The Effects of Financial Incentives on Intrinsic Motivation for Health Behaviors

Wednesday, June 13, 2018: 12:20 PM
Salon IV - Garden Level (Emory Conference Center Hotel)

Presenter: Aditi Sen

Co-Authors: Debra Gilbert; David Asch; Jingsan Zhu; George Loewenstein; Jeffrey Kullgren; Kevin Volpp

Discussant: Justin S. White


Objective: To assess whether financial incentives for health behaviors crowd out individuals’ intrinsic motivation to engage in those behaviors. The use of financial incentives to promote changes in health behaviors is widespread among payers and employers, however there are concerns that if incentives crowd out intrinsic motivation, behavior would fall below even pre-incentive levels following the removal of incentives, hindering any long-run impact of incentives on behavior change. Further, consumers’ health-related decisions are likely impacted by the interaction between incentives and motivation. Few studies have assessed the impact of financial incentives on patients’ intrinsic motivation for health behaviors using direct measures of motivation. We examined this question in the context of five randomized controlled trials of financial incentives for health behavior change. We investigated whether effects varied by incentive type or behavior and assessed whether baseline or changes in motivation were associated with performance in behavior change programs.

Setting: We used the Treatment Self-Regulation Questionnaire to measure intrinsic motivation at baseline and at least once following the incentive intervention period in randomized controlled trials of financial incentives for weight loss (two studies), home health monitoring, walking among older adults, and adherence to use of a Positive Airways Pressure device for sleep apnea. In addition to varying health behaviors, these trials utilized different forms of incentives, including conditional payments, regret lotteries, and deposit contracts.

Methods: Multivariate regressions with participant-level data and random effects were used to assess the relationships between baseline and change in intrinsic motivation and performance in each study, measured as achieving study goals. Similar analyses were used to examine the effect of incentive eligibility and receipt on changes in intrinsic motivation to test for crowding out.

Sample: 561 participants in five randomized controlled trials of financial incentives for health behavior change.

Results: First, we found that an increase in intrinsic motivation during the intervention was associated with increased odds of success in the program, defined as achieving program goals such as a pre-determined weight loss target.
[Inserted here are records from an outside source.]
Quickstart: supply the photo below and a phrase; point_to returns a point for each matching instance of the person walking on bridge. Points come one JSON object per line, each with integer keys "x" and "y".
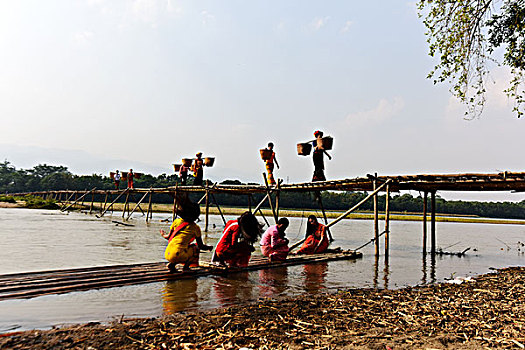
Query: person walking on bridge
{"x": 130, "y": 179}
{"x": 270, "y": 162}
{"x": 318, "y": 158}
{"x": 198, "y": 171}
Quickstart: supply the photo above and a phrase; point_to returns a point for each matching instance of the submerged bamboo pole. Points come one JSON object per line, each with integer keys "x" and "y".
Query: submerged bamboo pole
{"x": 114, "y": 201}
{"x": 387, "y": 221}
{"x": 76, "y": 200}
{"x": 150, "y": 207}
{"x": 258, "y": 208}
{"x": 425, "y": 213}
{"x": 174, "y": 204}
{"x": 376, "y": 220}
{"x": 92, "y": 200}
{"x": 349, "y": 211}
{"x": 207, "y": 212}
{"x": 138, "y": 205}
{"x": 275, "y": 217}
{"x": 433, "y": 222}
{"x": 324, "y": 217}
{"x": 218, "y": 207}
{"x": 126, "y": 205}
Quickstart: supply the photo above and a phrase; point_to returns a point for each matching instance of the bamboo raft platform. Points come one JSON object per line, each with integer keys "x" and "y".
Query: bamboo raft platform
{"x": 429, "y": 184}
{"x": 33, "y": 284}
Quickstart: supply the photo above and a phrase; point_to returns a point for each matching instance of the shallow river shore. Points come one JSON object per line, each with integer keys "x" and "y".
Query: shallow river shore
{"x": 487, "y": 312}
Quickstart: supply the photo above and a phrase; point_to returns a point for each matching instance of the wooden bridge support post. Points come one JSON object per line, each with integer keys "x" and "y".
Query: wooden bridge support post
{"x": 137, "y": 206}
{"x": 174, "y": 215}
{"x": 258, "y": 208}
{"x": 387, "y": 222}
{"x": 218, "y": 207}
{"x": 206, "y": 221}
{"x": 105, "y": 202}
{"x": 125, "y": 205}
{"x": 275, "y": 217}
{"x": 376, "y": 220}
{"x": 149, "y": 213}
{"x": 92, "y": 200}
{"x": 433, "y": 222}
{"x": 425, "y": 213}
{"x": 113, "y": 202}
{"x": 330, "y": 237}
{"x": 82, "y": 204}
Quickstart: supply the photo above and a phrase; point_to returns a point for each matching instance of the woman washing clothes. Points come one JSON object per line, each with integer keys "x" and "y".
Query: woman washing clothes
{"x": 235, "y": 246}
{"x": 184, "y": 231}
{"x": 316, "y": 240}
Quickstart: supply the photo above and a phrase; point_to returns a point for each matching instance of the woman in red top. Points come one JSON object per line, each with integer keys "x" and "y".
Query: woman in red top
{"x": 316, "y": 239}
{"x": 235, "y": 246}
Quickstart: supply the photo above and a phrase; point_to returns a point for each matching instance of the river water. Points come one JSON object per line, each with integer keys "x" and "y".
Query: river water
{"x": 34, "y": 240}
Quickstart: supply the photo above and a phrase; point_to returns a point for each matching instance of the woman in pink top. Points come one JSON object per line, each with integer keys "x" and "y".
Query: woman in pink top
{"x": 274, "y": 244}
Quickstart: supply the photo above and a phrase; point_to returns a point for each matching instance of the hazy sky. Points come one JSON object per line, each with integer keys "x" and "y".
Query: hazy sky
{"x": 97, "y": 85}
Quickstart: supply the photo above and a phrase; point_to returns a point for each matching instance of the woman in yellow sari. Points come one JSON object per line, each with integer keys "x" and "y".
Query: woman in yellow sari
{"x": 183, "y": 232}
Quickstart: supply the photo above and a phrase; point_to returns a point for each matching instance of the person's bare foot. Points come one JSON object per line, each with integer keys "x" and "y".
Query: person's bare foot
{"x": 171, "y": 267}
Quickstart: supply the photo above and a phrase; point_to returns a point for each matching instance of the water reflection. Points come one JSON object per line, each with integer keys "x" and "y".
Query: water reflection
{"x": 235, "y": 288}
{"x": 179, "y": 295}
{"x": 273, "y": 281}
{"x": 314, "y": 276}
{"x": 386, "y": 273}
{"x": 425, "y": 269}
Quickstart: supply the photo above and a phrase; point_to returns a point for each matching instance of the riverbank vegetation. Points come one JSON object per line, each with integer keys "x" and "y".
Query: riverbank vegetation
{"x": 486, "y": 312}
{"x": 47, "y": 177}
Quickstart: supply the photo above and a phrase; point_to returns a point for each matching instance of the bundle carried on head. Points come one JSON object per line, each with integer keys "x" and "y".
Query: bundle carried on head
{"x": 186, "y": 209}
{"x": 250, "y": 226}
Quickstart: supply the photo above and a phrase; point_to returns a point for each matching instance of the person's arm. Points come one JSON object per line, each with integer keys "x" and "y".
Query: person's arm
{"x": 323, "y": 233}
{"x": 166, "y": 235}
{"x": 201, "y": 244}
{"x": 277, "y": 241}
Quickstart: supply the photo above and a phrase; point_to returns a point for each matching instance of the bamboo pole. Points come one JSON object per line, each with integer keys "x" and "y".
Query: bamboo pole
{"x": 126, "y": 205}
{"x": 433, "y": 222}
{"x": 206, "y": 219}
{"x": 376, "y": 220}
{"x": 82, "y": 204}
{"x": 105, "y": 202}
{"x": 76, "y": 200}
{"x": 138, "y": 205}
{"x": 425, "y": 209}
{"x": 258, "y": 208}
{"x": 349, "y": 211}
{"x": 92, "y": 200}
{"x": 387, "y": 222}
{"x": 218, "y": 207}
{"x": 66, "y": 202}
{"x": 150, "y": 208}
{"x": 114, "y": 201}
{"x": 174, "y": 204}
{"x": 275, "y": 217}
{"x": 325, "y": 218}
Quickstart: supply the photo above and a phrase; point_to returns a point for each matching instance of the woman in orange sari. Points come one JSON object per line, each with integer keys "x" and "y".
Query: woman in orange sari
{"x": 316, "y": 240}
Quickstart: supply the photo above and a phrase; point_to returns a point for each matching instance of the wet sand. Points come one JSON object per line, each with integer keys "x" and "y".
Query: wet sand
{"x": 487, "y": 312}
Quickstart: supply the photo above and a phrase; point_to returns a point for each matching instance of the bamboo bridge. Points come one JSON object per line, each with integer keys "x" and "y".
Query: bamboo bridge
{"x": 426, "y": 183}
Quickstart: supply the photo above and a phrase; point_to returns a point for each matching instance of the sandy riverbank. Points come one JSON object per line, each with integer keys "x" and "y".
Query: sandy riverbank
{"x": 488, "y": 312}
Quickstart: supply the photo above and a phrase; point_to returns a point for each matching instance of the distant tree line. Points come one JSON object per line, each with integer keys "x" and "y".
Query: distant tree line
{"x": 48, "y": 177}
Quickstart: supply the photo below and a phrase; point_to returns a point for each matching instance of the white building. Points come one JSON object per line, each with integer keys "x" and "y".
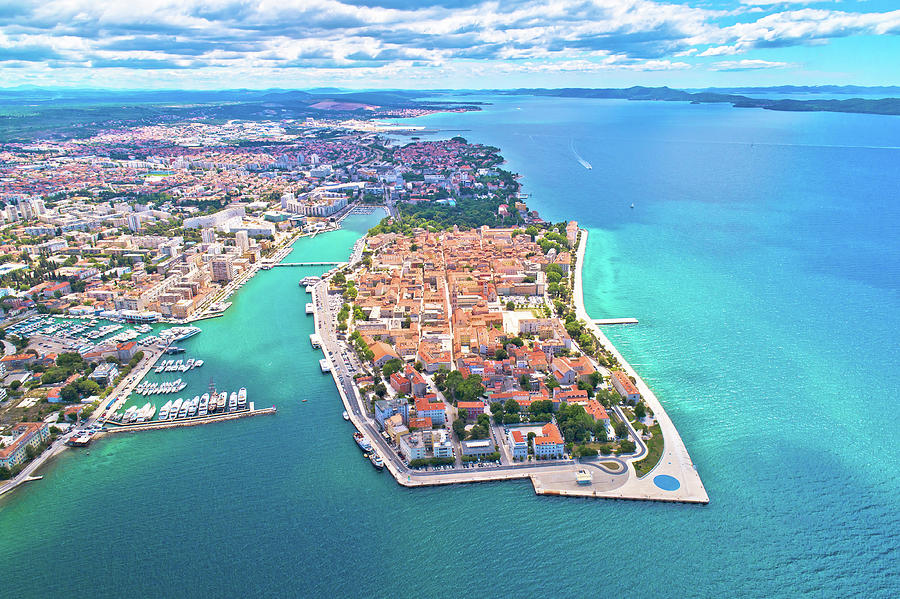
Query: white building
{"x": 242, "y": 241}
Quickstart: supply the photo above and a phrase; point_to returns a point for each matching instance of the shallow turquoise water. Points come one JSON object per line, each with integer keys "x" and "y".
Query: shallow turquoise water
{"x": 762, "y": 260}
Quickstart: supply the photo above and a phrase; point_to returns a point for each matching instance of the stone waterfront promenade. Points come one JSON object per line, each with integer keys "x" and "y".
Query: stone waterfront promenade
{"x": 675, "y": 461}
{"x": 611, "y": 477}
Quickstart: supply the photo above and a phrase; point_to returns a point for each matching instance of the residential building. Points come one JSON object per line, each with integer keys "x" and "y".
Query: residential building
{"x": 434, "y": 410}
{"x": 470, "y": 409}
{"x": 477, "y": 447}
{"x": 625, "y": 387}
{"x": 518, "y": 444}
{"x": 25, "y": 434}
{"x": 550, "y": 443}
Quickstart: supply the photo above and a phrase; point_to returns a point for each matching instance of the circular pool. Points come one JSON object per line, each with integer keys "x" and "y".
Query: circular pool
{"x": 666, "y": 482}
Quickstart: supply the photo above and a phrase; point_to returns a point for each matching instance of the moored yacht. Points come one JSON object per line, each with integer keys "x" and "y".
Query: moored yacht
{"x": 164, "y": 411}
{"x": 176, "y": 407}
{"x": 362, "y": 442}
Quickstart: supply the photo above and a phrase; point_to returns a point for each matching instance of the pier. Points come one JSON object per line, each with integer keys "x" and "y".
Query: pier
{"x": 605, "y": 321}
{"x": 557, "y": 477}
{"x": 309, "y": 264}
{"x": 191, "y": 421}
{"x": 675, "y": 462}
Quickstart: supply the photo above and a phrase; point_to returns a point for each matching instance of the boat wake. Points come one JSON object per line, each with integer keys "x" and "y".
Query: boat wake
{"x": 578, "y": 157}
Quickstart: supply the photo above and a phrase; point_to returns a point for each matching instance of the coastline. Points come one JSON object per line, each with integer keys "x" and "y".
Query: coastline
{"x": 547, "y": 478}
{"x": 675, "y": 460}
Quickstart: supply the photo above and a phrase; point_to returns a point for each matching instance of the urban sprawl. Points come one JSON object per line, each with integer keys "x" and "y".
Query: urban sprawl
{"x": 453, "y": 331}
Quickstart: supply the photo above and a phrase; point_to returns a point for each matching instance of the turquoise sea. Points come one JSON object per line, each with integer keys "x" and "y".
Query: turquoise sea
{"x": 762, "y": 258}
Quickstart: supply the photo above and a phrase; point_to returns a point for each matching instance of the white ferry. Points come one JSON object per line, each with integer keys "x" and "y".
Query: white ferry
{"x": 176, "y": 407}
{"x": 176, "y": 334}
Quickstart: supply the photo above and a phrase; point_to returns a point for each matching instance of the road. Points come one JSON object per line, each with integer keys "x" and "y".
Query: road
{"x": 327, "y": 308}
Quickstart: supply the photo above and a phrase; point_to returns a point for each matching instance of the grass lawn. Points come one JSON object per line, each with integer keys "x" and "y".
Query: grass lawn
{"x": 654, "y": 452}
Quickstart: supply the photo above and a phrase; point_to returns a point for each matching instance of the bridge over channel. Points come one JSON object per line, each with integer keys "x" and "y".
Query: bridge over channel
{"x": 308, "y": 263}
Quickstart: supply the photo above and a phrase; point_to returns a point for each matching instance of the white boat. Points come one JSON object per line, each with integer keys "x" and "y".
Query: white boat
{"x": 176, "y": 407}
{"x": 176, "y": 334}
{"x": 142, "y": 413}
{"x": 164, "y": 411}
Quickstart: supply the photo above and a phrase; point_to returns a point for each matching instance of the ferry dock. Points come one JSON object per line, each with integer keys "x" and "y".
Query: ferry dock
{"x": 606, "y": 321}
{"x": 588, "y": 478}
{"x": 118, "y": 427}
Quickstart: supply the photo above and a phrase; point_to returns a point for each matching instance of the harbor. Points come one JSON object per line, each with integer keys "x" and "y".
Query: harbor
{"x": 675, "y": 481}
{"x": 251, "y": 410}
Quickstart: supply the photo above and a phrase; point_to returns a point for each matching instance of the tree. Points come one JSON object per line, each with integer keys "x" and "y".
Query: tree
{"x": 391, "y": 366}
{"x": 497, "y": 411}
{"x": 640, "y": 410}
{"x": 525, "y": 382}
{"x": 459, "y": 427}
{"x": 69, "y": 393}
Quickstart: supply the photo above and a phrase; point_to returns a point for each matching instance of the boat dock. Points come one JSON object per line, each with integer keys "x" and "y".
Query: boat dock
{"x": 118, "y": 427}
{"x": 309, "y": 264}
{"x": 605, "y": 321}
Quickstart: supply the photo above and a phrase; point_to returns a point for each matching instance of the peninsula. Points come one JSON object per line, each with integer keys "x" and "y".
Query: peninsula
{"x": 455, "y": 332}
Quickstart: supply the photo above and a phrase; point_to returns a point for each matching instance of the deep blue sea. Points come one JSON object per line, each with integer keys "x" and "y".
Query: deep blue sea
{"x": 762, "y": 258}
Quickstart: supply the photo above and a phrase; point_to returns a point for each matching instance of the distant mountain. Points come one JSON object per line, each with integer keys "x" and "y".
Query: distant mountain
{"x": 849, "y": 90}
{"x": 885, "y": 106}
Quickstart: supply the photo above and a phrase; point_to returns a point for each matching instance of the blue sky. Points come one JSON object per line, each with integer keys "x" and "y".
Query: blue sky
{"x": 448, "y": 43}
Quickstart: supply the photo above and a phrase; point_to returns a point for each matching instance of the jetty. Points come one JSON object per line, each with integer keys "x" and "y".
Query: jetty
{"x": 605, "y": 321}
{"x": 565, "y": 478}
{"x": 675, "y": 468}
{"x": 309, "y": 264}
{"x": 117, "y": 427}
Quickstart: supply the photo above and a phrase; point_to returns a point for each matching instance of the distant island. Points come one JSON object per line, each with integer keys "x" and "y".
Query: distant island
{"x": 887, "y": 106}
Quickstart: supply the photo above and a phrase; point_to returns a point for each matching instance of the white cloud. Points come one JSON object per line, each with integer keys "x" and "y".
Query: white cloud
{"x": 749, "y": 65}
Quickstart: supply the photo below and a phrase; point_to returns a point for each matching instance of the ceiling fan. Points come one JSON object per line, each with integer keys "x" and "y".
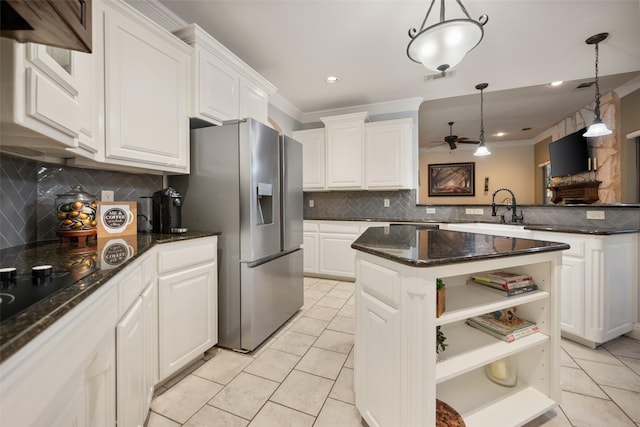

Second, we found no evidence of crowding out of intrinsic motivation by incentives; that is, there was no significant association between incentive eligibility or receipt and the odds of a decrease in intrinsic motivation pre- versus post-incentives. The lack of evidence of crowding out was consistent across all five studies. (Further sub-group analyses to examine heterogeneity in our results as well as sensitivity checks are forthcoming.)

Conclusions: Financial incentives did not crowd out intrinsic motivation across a range of health behaviors and incentive designs. Improving our understanding in this area is critical in order to understand consumer decision-making in the context of health behaviors as well as to design the most effective incentives, understand in what settings they are most likely to work, and improve the potential for long-run behavior change.